Dr. Melike Erdem'in Ölümüyle İlgili Suç Duyurusu

 

altİstanbul Tabip Odası, 30 Kasım 2012 tarihinde Sağlık Bakanlığı’na ait “Alo 184 SABİM” hattına yapılan bir hasta şikâyeti nedeniyle savunma verdikten sonra yaşamına son veren Dr. Melike Erdem’in ölümüyle ilgili İstanbul Cumhuriyet Savcılığı’na suç duyurusunda bulundu.

İstanbul Tabip Odası tarafından yapılan açıklamada, 3 yıldır Acil Tıp alanında ihtisas gören, bu nedenle kadrosunun bulunduğu Ümraniye Eğitim ve Araştırma Hastanesi acil kliniğinde yoğun şartlarda çalışan Dr. Melike Erdem’in bu hastanede yaşadığı sorunlar nedeniyle, görev yeri değişikliği talep ettiği ve geçici görev ile İstanbul (Samatya) Eğitim ve Araştırma Hastanesi’ne geçtiği,   “Alo 184 SABİM” hattına yapılan bir hasta şikâyeti nedeniyle verdiği savunmanın ardından da yaşamına son verdiği hatırlatıldı.

Açıklamada, Dr. Erdem’in, hastanedeki çalışma ortamı nedeniyle çok üzgün ve mutsuz olduğu, mesleğine ve yaşamının bundan sonraki kısmına ilişkin kaygı duyduğu belirtilerek, “maruz kaldığı soruşturmaların, mevcut duruma dayanamayıp ardı ardına istifa eden asistanlar nedeniyle daha da ağırlaşan acil servisteki yoğun çalışma koşullarının, sık sık hasta ve hasta yakınlarının hakaret, tehdit ve fiziki şiddetine maruz kalmanın, aldığı maaşın ailesinden ayrı/tek başına yaşamaya olanak vermemesinin, üstelik Alo 184 SABİM hattına, kimi zaman isim-soyad ve imza dahi olmaksızın yapılan başvuruların hekimlerin kafasında Demoklesin kılıcı gibi sallanmasının, tüm bunlara rağmen hiç takdir edilmeme, hocaları tarafından sürekli olarak azarlanma, eleştirilme halinin” Erdem’i büyük bir baskı ve stres altına soktuğu ifade edildi.

Açıklamada suç duyurusuna ilişkin şu bilgiler verildi: “Uyguladığı sağlık politikaları ve yaptığı açıklamalar nedeniyle Sağlık Bakanı Dr.
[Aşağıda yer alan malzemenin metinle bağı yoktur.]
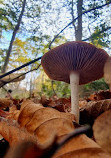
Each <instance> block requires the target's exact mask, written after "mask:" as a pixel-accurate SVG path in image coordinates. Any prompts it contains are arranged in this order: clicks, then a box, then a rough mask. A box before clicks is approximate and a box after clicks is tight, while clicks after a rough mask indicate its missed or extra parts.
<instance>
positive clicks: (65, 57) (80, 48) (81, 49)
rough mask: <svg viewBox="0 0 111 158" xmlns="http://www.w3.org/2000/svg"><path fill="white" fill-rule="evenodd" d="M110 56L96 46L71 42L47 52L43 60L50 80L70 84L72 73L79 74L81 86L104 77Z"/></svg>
mask: <svg viewBox="0 0 111 158" xmlns="http://www.w3.org/2000/svg"><path fill="white" fill-rule="evenodd" d="M108 57H109V55H108V54H107V53H106V52H105V51H104V50H103V49H100V48H96V47H95V46H94V45H92V44H89V43H86V42H81V41H71V42H67V43H65V44H62V45H60V46H58V47H56V48H54V49H52V50H50V51H49V52H47V53H46V54H45V55H44V56H43V57H42V60H41V64H42V66H43V68H44V71H45V72H46V74H47V75H48V76H49V78H51V79H53V80H58V81H64V82H66V83H70V73H71V71H74V72H75V73H79V78H80V79H79V84H80V85H81V84H86V83H88V82H91V81H94V80H97V79H99V78H101V77H103V73H104V72H103V69H104V64H105V62H106V60H107V58H108Z"/></svg>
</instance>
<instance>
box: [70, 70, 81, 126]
mask: <svg viewBox="0 0 111 158" xmlns="http://www.w3.org/2000/svg"><path fill="white" fill-rule="evenodd" d="M70 87H71V113H73V114H74V115H75V118H76V121H77V123H79V94H78V93H79V74H78V73H76V72H74V71H72V72H71V73H70Z"/></svg>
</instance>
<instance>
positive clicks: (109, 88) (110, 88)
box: [109, 83, 111, 92]
mask: <svg viewBox="0 0 111 158" xmlns="http://www.w3.org/2000/svg"><path fill="white" fill-rule="evenodd" d="M109 90H110V92H111V83H110V84H109Z"/></svg>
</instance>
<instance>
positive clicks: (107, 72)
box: [104, 57, 111, 91]
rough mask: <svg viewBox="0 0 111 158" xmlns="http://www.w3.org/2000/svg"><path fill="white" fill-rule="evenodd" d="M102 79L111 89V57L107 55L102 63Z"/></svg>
mask: <svg viewBox="0 0 111 158" xmlns="http://www.w3.org/2000/svg"><path fill="white" fill-rule="evenodd" d="M104 80H105V82H106V83H107V84H108V85H109V90H110V91H111V57H109V58H108V59H107V61H106V63H105V65H104Z"/></svg>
Recep Akdağ, ilgili mevzuat ile tıpta uzmanlık eğitimin çağdaş standartlarda verilmesini sağlamakla,  güvenlik (şiddeti önemle) tedbirlerini almakla görevli olduğu halde, yoğun çalışma koşullarına, personel yetersizliğine, şiddetin açık hedefi hale gelmeye, eğitim-sizlik sürecine ilişkin hiçbir önlem almayan, görevinin gereğini yerine getirmeyen Ümraniye Eğitim ve Araştırma Hastanesi Başhekimi ve SABİM’in aktardığı ‘şikayeti’ en ufak bir süzgeçten geçirmeyip, doğrudan hekimden savunma istemenin vesilesi yapan, İstanbul Eğitim ve Araştırma Hastanesi Başhekimi hakkında şikayetçi olduk.”

 

Bu yaşananın ortak adının “mobbing/psikolojik şiddet”,  failinin ise “sağlık politikaları” olduğunun belirtildiği açıklamada, hekimlerin; performans sistemi, kötü ve yoğun çalışma koşulları, idarenin yoğun baskısı ve hasta yakınlarının şiddeti ile sarmalanmış durumda olduğuna dikkat çekildi.

Açıklamada, “Alo 184 SABİM hattını ‘iletişim’ amacıyla kurduğunu belirttiği halde,  bu iddianın aksine 184’ü;  ‘sağlık çalışanını ispiyon’ ve ‘sağlık çalışanını taciz’ hattı olarak işleterek, hiçbir eleme olmaksızın hekim hakkından soruşturma açılmasının vesilesi/dayanağı haline getiren, yaptığı açıklamalarla verdiği demeçlerle meslek itibarını ayaklar altına alan, şiddete kapı aralayan, hekim emeğini değersizleştiren Sağlık Bakanı’nın, sadece hekimlerin ve sağlık camiasının vicdanında değil, yargı ve adalet önünde hesap vermesi gerekir.” denildi.